Wow, this is amazing!

The thread safety system can be disabled / enabled, and it is currently disabled by default.

I'd tentatively argue is should be safe (enabled) by default.

My C++ is pretty rusty, but I didn't see any obvious problems 👍

@joshaber thanks for taking a look! I think you are right about having thread safety enabled by default, but maybe we could ease into it (have it disabled by default for a release or few, then turn it on). My main concern is that turning it on makes it possible to block the main node thread, so existing code using NodeGit can be adversely affected (and if it wasn't running into thread-safety issues, it would be adversely affected with no benefit... though scenarios in which the main thread would get blocked are likely the scenarios in which thread safety is an issue, so maybe my concern is unwarranted).

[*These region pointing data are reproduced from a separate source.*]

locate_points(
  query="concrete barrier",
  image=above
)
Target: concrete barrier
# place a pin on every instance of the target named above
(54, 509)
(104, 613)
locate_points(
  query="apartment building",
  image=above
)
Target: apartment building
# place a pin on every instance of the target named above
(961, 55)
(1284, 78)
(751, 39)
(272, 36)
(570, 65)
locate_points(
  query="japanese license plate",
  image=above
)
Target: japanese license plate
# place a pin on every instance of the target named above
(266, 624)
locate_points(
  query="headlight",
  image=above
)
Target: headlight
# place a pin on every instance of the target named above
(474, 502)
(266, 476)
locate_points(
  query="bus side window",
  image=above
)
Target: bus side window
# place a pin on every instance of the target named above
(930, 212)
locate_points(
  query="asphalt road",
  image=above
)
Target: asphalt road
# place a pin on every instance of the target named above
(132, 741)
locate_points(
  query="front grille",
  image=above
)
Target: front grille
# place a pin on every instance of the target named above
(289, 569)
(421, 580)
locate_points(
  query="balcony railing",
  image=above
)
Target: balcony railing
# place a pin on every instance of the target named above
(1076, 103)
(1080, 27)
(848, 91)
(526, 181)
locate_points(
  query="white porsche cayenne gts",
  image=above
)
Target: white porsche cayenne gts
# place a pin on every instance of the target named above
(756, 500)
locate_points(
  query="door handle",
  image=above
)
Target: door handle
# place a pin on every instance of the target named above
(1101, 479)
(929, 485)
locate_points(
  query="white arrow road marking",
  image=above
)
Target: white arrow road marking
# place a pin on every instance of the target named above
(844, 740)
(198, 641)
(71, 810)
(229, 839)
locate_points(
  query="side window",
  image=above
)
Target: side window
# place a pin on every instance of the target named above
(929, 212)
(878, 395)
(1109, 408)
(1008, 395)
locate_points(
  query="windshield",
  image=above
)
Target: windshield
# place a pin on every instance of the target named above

It would be nice if in the long term, we find a way to avoid the risk of blocking the main thread. That would mean that sync functions would never lock - and we've already discussed a few ways of achieving that (make sure that sync calls read data in a thread safe way, make everything else async, etc.), so maybe it wouldn't be too hard to get to that point.

Do we want to have tests running for both thread safety enabled and disabled? Currently they run with the default (disabled) except for index tests, where they are explicitly turned on to test a deadlock scenario.

If we want both, what would be a good way to implement that?

I think you are right about having thread safety enabled by default, but maybe we could ease into it (have it disabled by default for a release or few, then turn it on).

Yeah, that's a fair concern too. I'm not sure how to best communicate this change. /cc @nodegit/owners

If we want both, what would be a good way to implement that?

Perhaps an environment variable, so that it can be part of the build matrix?

eh, not a bit fan of the both option, as then there are 2 modules to install. I'd say get through like 0.8.x with it disabled by default, and then a bump to 0.9.x with it enabled by default

I'd say make it default when we go to 1.0

Yeah thats a good idea, that way anybody has to explicitly upgrade to it in a project if htey've got stupid ^ deps in their package.json

I agree with switching on by default in 1.0, even though thread safety is more of a guideline than a rule /s

Just looked over this PR and honestly I think it's ready. Since it defaults to off I feel like this is a moderately safe PR to pull in and we'll be flipping thread safety on in GitKraken so we'll be doing some real-life testing and we'll iron out bugs as we go. I'm removing the [WIP] from this and if nobody speaks up I'll merge this in in about an hour.

@joshaber the environment variable idea sounds great to me. @maxkorp I don't think this would require two versions of the module (though you might be thinking back to when I was proposing to add a switch to build NodeGit with/without the thread support).

The way I am interpreting this is we would have an environment variable, maybe NODEGIT_TEST_THREADSAFETY, and if it's set the tests would (at run-time) turn on thread safety. By default, they would test with thread safety off.

I'd like to add this anyway, if nothing else to make it easier to test the thread safety code locally. I'll open up a separate PR when I get a chance.